The One-Minute Play Festival is America's largest and longest running short-form theatre company in the country, founded by Producing Artistic Director, Dominic D'Andrea. It is barometer project which investigates the zeitgeist of different communities through dialogue and performance. In each city of the 20 cities where it has occurred, the festival works with partnering organizations to identify programs or initiatives in each community to support with the proceeds from the work. The goal is to find ways give directly back to the artists in each community. For a city with a blossoming arts, the need for local writers, directors and performers has never been greater.

"We told the writers to try and encapsulate themes from the local community," D'Andrea told the New Times. "It's about speaking to the cultural zeitgeist in the here and now more than anything else."

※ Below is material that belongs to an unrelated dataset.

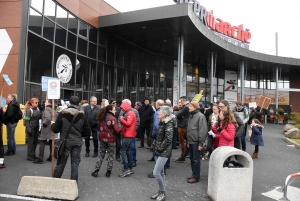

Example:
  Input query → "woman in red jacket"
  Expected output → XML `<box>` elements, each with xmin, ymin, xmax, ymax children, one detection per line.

<box><xmin>92</xmin><ymin>105</ymin><xmax>122</xmax><ymax>177</ymax></box>
<box><xmin>212</xmin><ymin>110</ymin><xmax>237</xmax><ymax>147</ymax></box>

The plays ran the gamut of topics from the lighthearted, to informative, and even the emotionally gut wrenching. "Waterfront South Florida" by Matt Stabile addressed the ironies of Miami Beach's thriving real estate market with the city slowly sinking into the Atlantic. "Tinder Hooks" by the Deering Estate's resident dramatist, Vanessa Garcia, caricatured the new ways urbanites can establish relationships in the digital age.

On the other hand, "Victims" by Bob Bowersox tackled the issue of police brutality, a topic of both national and local significance. In particular Bowersox was interested in the tasering death of 18-year-old street artist Israel Hernandez last year.

The large breadth of motifs, not only speaks to Miami's diverse and ever growing community, to the large swath of playwrights commissioned for the festival.

"Our youngest playwright is about 17, and we have writers in their 60s too, it runs the gamut," explained White. "The festival commissions work from the playwrights, throws all the plays into a pot, then divides them into large blocks based on related themes and assigns them to one of seven directors."

Apart from directing a chunk of plays, White also wrote a couple of original pieces for the festival, including a short riff on Art Basel. "It's a locals take on the absurdity of having the world's largest art convention and a huge protest rally that shut down the Julia Tuttle Causeway all in the same weekend."

In case you missed this year's One Minute Play Festival, you can watch a recording of the performances online at OneMinutePlayFestival.com, or wait for next year's installment. Either way, it's your chance to support a locals take on Miami's ever expanding cultural relevance on the national stage.